AUSTIN (KXAN) – A team at the University of Texas at Austin researching storing data on DNA has uncovered a new method for recovering damaged data. They are just some of the researchers around the world, including teams working for tech giants Microsoft and Google, who are developing new methods to store data on DNA.

How does DNA data storage work?

Data is stored on computers by converting an item, say a picture, into a sequence of ones and zeroes. Computers are able to read that sequence and recreate the picture. Magnetic data storage, the type we use on our computers and phones, is able to store this data.

DNA data storage works in much the same way. Instead of converting a picture into ones and zeroes, it is converted into C-A-T and G. These letters represent the nucleotides that make up the ladder part of a DNA strand. Using this sequence, scientist are able to make a DNA strand in a lab.

“There are now companies where you can type in all four letters of the genetic code into a little text window and they will ship you a little envelope with your DNA,” says Ilya Finkelstein, an associate professor of molecular biology at the University of Texas.
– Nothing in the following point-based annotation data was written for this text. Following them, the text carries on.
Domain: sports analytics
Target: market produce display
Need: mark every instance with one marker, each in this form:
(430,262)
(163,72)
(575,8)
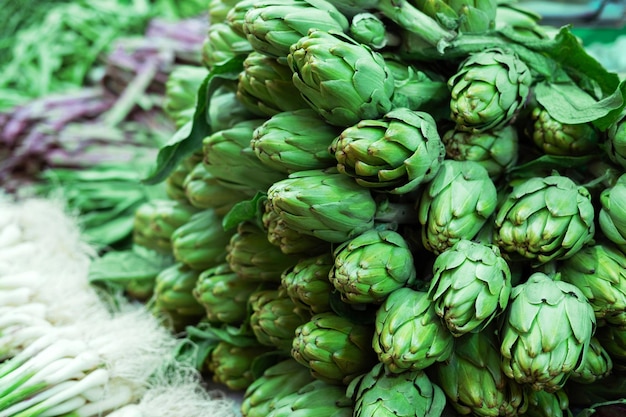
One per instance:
(408,208)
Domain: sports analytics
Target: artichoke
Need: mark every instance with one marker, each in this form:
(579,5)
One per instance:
(396,153)
(322,203)
(473,381)
(274,318)
(407,394)
(544,219)
(253,257)
(307,282)
(343,80)
(293,141)
(546,332)
(334,348)
(279,380)
(223,294)
(264,86)
(455,204)
(471,285)
(201,242)
(488,90)
(272,26)
(496,150)
(317,398)
(599,271)
(370,266)
(409,336)
(229,157)
(613,211)
(556,138)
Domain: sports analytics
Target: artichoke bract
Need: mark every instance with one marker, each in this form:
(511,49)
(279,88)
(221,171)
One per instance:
(334,348)
(409,335)
(613,211)
(496,150)
(473,381)
(556,138)
(223,294)
(396,153)
(370,266)
(279,380)
(307,282)
(264,86)
(407,394)
(323,203)
(272,26)
(488,90)
(229,157)
(544,219)
(343,80)
(599,271)
(455,204)
(316,398)
(546,332)
(201,242)
(471,285)
(295,140)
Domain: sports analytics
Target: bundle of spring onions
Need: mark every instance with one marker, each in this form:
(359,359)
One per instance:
(69,350)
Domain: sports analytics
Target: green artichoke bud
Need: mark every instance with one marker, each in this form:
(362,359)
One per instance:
(204,191)
(544,219)
(201,242)
(548,404)
(334,348)
(599,271)
(181,89)
(418,90)
(407,394)
(473,381)
(272,26)
(369,29)
(222,44)
(229,157)
(465,16)
(156,220)
(596,365)
(370,266)
(294,141)
(265,87)
(455,204)
(546,332)
(290,241)
(253,257)
(275,317)
(173,295)
(317,398)
(409,336)
(488,90)
(496,150)
(615,144)
(471,285)
(231,365)
(613,212)
(556,138)
(397,153)
(277,381)
(343,80)
(224,295)
(322,203)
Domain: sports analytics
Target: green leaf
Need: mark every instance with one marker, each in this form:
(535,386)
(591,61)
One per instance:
(244,211)
(189,139)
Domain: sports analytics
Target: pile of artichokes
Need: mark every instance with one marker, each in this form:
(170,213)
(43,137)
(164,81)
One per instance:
(396,208)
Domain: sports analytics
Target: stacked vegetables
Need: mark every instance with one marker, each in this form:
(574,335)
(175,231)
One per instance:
(381,201)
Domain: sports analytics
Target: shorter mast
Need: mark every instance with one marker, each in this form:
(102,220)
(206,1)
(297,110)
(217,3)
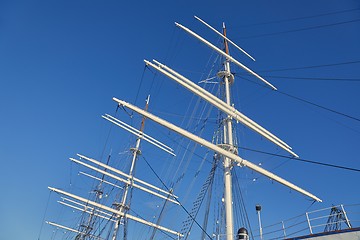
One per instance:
(124,205)
(228,142)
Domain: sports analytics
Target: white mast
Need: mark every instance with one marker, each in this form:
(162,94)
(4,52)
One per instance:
(122,207)
(228,141)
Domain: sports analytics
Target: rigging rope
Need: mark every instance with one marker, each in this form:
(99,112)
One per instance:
(303,160)
(182,206)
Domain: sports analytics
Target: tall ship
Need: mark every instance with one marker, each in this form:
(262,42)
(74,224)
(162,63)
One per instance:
(182,178)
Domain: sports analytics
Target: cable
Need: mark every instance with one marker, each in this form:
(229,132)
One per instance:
(319,106)
(311,103)
(302,160)
(300,18)
(316,78)
(182,206)
(301,29)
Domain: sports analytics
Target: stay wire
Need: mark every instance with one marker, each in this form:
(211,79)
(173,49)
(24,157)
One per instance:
(311,66)
(43,220)
(182,206)
(301,29)
(301,18)
(302,160)
(315,78)
(311,103)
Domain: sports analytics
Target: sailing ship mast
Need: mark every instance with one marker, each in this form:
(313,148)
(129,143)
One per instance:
(119,213)
(228,79)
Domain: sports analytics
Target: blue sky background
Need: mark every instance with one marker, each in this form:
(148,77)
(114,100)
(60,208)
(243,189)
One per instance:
(61,62)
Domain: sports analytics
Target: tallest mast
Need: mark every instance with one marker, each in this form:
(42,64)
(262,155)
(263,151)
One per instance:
(228,79)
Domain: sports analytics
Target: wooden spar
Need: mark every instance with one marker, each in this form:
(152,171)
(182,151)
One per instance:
(100,180)
(125,175)
(106,208)
(126,181)
(225,38)
(216,148)
(70,229)
(225,55)
(221,105)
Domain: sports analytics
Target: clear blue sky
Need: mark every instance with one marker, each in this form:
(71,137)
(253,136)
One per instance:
(61,62)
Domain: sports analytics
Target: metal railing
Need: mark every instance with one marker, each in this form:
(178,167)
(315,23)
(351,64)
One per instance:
(318,221)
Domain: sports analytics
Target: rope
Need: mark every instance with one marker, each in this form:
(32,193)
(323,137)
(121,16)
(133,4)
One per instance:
(182,206)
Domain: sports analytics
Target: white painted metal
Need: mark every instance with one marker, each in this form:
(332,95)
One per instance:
(221,105)
(125,175)
(226,55)
(217,149)
(101,180)
(85,210)
(227,162)
(69,229)
(140,135)
(106,208)
(227,39)
(126,181)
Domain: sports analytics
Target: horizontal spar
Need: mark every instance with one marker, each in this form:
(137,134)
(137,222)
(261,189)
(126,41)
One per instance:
(216,148)
(221,105)
(225,55)
(106,208)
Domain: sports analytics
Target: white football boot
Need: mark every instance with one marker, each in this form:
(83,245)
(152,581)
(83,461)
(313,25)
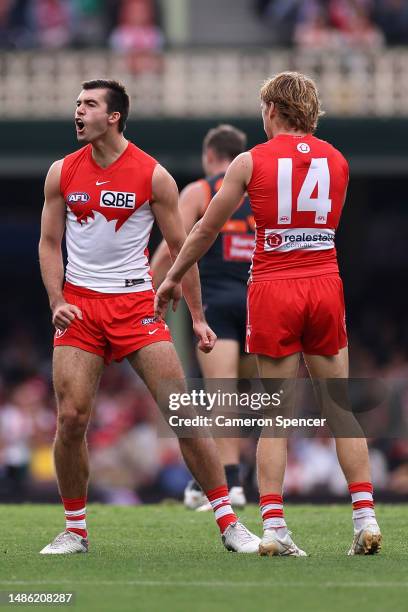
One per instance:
(237,499)
(66,543)
(367,541)
(273,545)
(237,538)
(194,498)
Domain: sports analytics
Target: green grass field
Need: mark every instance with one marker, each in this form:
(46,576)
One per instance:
(166,558)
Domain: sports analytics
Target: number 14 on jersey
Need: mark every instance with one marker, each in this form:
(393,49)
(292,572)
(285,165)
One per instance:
(317,179)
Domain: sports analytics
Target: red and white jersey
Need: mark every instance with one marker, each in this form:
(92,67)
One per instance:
(109,220)
(297,191)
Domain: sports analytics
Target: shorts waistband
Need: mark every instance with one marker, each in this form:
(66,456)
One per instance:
(90,293)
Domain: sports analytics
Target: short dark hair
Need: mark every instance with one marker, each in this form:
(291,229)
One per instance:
(226,140)
(117,98)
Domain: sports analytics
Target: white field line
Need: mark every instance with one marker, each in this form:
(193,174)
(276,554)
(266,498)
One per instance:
(200,583)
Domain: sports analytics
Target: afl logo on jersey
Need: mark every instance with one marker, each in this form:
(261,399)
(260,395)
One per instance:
(303,147)
(78,197)
(117,199)
(60,332)
(272,241)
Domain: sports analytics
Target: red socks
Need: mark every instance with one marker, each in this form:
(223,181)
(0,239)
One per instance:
(75,514)
(220,502)
(272,511)
(363,503)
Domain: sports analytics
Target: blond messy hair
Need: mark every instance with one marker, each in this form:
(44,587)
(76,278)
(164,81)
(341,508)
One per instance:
(296,99)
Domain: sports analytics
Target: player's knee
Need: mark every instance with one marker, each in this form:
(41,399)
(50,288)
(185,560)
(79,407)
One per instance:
(72,421)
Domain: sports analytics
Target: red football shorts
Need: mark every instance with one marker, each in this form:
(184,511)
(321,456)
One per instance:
(296,315)
(114,324)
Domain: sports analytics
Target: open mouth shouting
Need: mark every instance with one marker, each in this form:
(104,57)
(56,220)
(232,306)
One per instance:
(80,126)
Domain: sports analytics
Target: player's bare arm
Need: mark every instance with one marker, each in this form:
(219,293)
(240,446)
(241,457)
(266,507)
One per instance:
(166,212)
(51,262)
(191,207)
(206,230)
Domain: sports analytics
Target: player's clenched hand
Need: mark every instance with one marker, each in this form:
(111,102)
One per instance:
(63,314)
(167,291)
(206,336)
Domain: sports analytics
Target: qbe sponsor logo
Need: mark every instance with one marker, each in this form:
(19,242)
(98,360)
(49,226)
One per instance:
(117,199)
(78,197)
(149,320)
(300,238)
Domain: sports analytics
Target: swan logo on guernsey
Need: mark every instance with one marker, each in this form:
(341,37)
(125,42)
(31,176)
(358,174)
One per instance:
(117,199)
(303,147)
(78,197)
(298,238)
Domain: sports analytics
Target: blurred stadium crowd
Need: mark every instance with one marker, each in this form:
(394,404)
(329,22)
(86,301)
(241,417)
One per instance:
(130,463)
(134,25)
(333,24)
(51,24)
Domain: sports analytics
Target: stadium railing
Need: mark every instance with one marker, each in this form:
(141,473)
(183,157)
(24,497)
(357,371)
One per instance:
(202,83)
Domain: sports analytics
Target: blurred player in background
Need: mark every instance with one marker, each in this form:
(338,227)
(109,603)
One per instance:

The advantages of DNA storage

Why are researchers around the world working on DNA storage? First, it’s durable. DNA can last thousands of years. Second, it’s universal. The DNA we have in the United States is the same DNA around the world. Third, it’s already encrypted. You need a sequencer to read it.

Finally, it’s compact. You can store two billion gigabytes of data in a gram of DNA. “As long as it’s in a cold airtight dark room, you don’t need a massive server farm with the cooling and carbon footprint associated with it,” says Professor Finkelstein.

In June 2019, scientists reported they had successfully stored all of Wikipedia on a single strand of DNA. As part of UT’s research, the team stored a copy of The Wizard of Oz, translated into the universal language Esperanto, onto a strand of DNA.

University of Texas’ research in DNA data storage

The team of researchers at UT, consisting of Finkelstein, William Press, Stephen Jones and John Hawkins, explored making DNA data storage more viable. DNA code is prone to errors. Current data storage errors usually occur when a one or zero is flipped. This can be corrected easily. When DNA data storage has an error, usually it means a letter is missing. This can cause the code to shift and mean something completely different.

The UT team developed an algorithm that can detect when a piece of DNA code is missing or if one has been added. With this algorithm, less redundancy is needed within the code. Meaning more code can be stored on a strand of DNA and it takes less time for a sequencer to read the strand.

DNA data storage is years away from becoming common. Currently, it is expensive to manufacturer and sequence DNA code. Additionally, software is still being developed that can read the code. According to Professor Finkelstein, the earliest we will see DNA data storage in consumer products will be 20 years.